Friday, 7 August 2020
Ooh La La/Ain't Nobody Home/ It's Not Easy/Mary Mary
As Normie Rowe was the most popular solo performer in Australia he decide to try his luck overseas, so in August 1966 he left for the UK. In preparation, he revamped the line-up his backing band "the Playboys". Several members opted to stay in Australia for family reasons, so Rowe replaced them with bassist Brian Peacock and guitarist Rod Stone, both from the ex-New Zealand band The Librettos, which had recently split.
Arriving in London ahead of his band, Rowe engaged one Ritchie Yorke as his London agent and began to record with producers Trevor Kennedy and John Carter, using the cream of London's session musicians, including Big Jim Sullivan, Jimmy Page, John Paul Jones, famed drummer Clem Cattini, and vocal group The Breakaways. The sessions produced several strong new recordings including "Ooh La La", "It's Not Easy", "Mary Mary", "Turn On The Love Light" and "Can't Do Without Your Love". Despite his absence in London, Rowe's run of chart success in Australia continued—his next single, "Ooh La La" / "Ain't Nobody Home" (Nov. 1966) was another double-sided hit in Melbourne and a Top 5 hit in most capitals, reaching #2 in Sydney, and #4 in Brisbane and Adelaide.
While "Ooh La La" was at #1 in Australia, Rowe's next single, the ballad "It's Not Easy" was also climbing the chart. It debuted at #17 in the Go-Set chart in the last week of December 1966,[ and reached the Top 10 in the second week of January. Through the end of January and into February, Rowe achieved a 'first' for an Australian popular recording artist by having two of the top three singles simultaneously for three consecutive weeks. Rowe worked in England for ten months and toured with acts including Julie Driscoll, Brian Auger & The Trinity, The Spencer Davis Group, Kiki Dee, Gene Pitney and The Troggs. High hopes were held for a British breakthrough, and in the early months of 1967 the pages of Go-Set featured predictions of his imminent UK stardom, though it never materialised.
The new Playboys lineup arrived in London in December; Normie flew home for Christmas, which coincided with the release of "It's Not Easy" / "Mary Mary", and he returned to England in January. In March 1967 the group embarked on a tour of the UK supporting The Troggs, Gene Pitney and Sounds Incorporated. The same month, Phil Blackmore left the group for family reasons and returned to Australia; he was replaced by English organist Trevor Griffin. Rod Stone left in mid-1967 (returning to Australia, after which he joined band The Groove) and he was replaced by former Adam Faith sideman Mick Rogers.
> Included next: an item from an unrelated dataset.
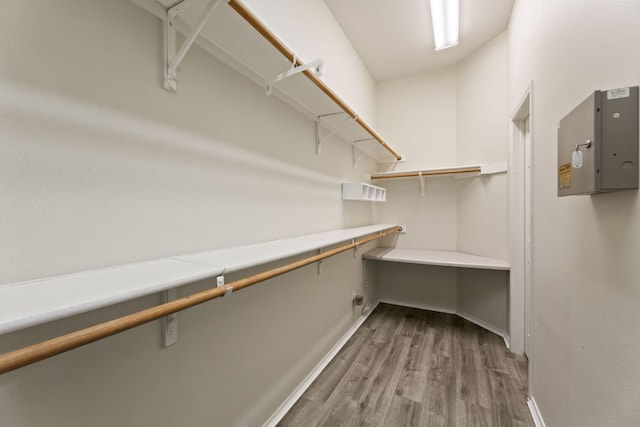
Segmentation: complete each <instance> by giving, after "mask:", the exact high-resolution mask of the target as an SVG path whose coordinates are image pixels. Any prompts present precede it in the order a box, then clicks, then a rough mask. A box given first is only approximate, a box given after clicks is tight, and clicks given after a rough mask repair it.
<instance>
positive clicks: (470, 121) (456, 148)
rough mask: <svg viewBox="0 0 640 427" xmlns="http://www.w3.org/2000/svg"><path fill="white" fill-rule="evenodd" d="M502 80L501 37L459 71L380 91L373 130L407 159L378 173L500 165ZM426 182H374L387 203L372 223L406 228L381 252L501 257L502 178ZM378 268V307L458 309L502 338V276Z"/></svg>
mask: <svg viewBox="0 0 640 427" xmlns="http://www.w3.org/2000/svg"><path fill="white" fill-rule="evenodd" d="M506 72H507V70H506V35H504V34H503V35H500V36H498V37H497V38H496V39H494V40H493V41H491V42H490V43H489V44H487V45H486V46H484V47H483V48H482V49H480V50H479V51H478V52H477V53H476V54H474V55H473V56H472V57H471V58H469V59H467V60H466V61H465V62H463V63H462V64H459V65H458V66H456V67H451V68H447V69H444V70H440V71H437V72H430V73H422V74H416V75H413V76H409V77H405V78H401V79H396V80H390V81H386V82H382V83H380V84H379V85H378V122H379V127H380V129H381V130H382V131H383V132H384V133H385V134H386V135H388V137H389V138H392V140H393V141H394V144H395V145H396V148H397V150H398V152H400V153H401V154H403V155H405V157H406V160H405V162H404V163H398V164H380V169H381V170H383V171H389V170H397V171H401V170H419V169H427V168H435V167H446V166H455V165H464V164H478V163H493V162H498V161H506V160H507V158H508V143H507V141H508V139H507V129H508V126H507V114H506V101H507V92H506ZM424 182H425V188H424V196H422V195H421V188H420V181H419V179H418V178H411V179H397V180H384V181H379V182H378V181H376V183H378V184H379V185H383V186H384V187H386V188H387V203H385V204H384V205H382V206H380V207H378V208H377V209H376V211H375V215H376V218H378V219H379V220H380V221H390V222H395V223H398V224H402V225H405V226H406V228H407V232H406V234H400V235H397V236H393V237H392V238H386V240H385V241H384V242H383V245H384V246H396V247H404V248H417V249H439V250H459V251H464V252H469V253H474V254H478V255H483V256H488V257H494V258H500V259H508V229H509V228H508V227H509V221H508V204H507V200H508V197H507V196H508V180H507V174H502V175H490V176H486V177H482V178H467V179H460V180H456V179H454V178H453V177H431V178H425V180H424ZM378 264H379V265H378V272H379V277H378V281H379V284H378V285H379V290H380V297H381V298H382V299H383V300H385V301H390V302H396V303H403V304H406V305H414V306H420V307H430V308H432V309H438V310H442V311H449V312H456V311H460V312H461V313H464V314H465V315H467V317H472V318H474V319H475V320H478V321H479V322H480V323H483V324H488V325H490V326H491V327H492V328H493V330H498V331H501V332H504V331H507V330H508V327H507V320H506V319H507V313H508V292H509V289H508V285H507V283H506V279H505V274H503V273H501V274H495V272H482V271H477V270H469V271H464V272H462V271H463V270H464V269H459V270H460V272H458V271H457V270H458V269H455V268H449V269H448V270H450V271H449V272H447V273H445V271H446V270H447V268H444V269H443V268H436V267H429V266H410V265H406V264H394V263H378ZM436 273H437V274H436ZM476 276H477V277H476ZM400 278H402V279H401V280H400ZM483 291H486V295H482V292H483ZM479 295H481V296H482V298H476V297H478V296H479Z"/></svg>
At the end of 1966, Normie Rowe was voted Australia's best male singer in the inaugural Go-Set Pop Poll.
Rowe had more national chart success in late 1967 with the Graham Gouldman song "Going Home" (b/w "I Don't Care") -- assumed to be about the Vietnam War, but really about a migrant's return to Australia from Britain—which debuted at #22 in the Go-Set chart in late April and stayed in the national Top Ten until the end of May, peaking at #7 in the second week of May. "Sunshine Secret" / "But I Know", and another single, "Turn Down Day" charted in Melbourne. But in September 1967 any questions about his career future were dramatically stalled when he received his call-up notice for national service.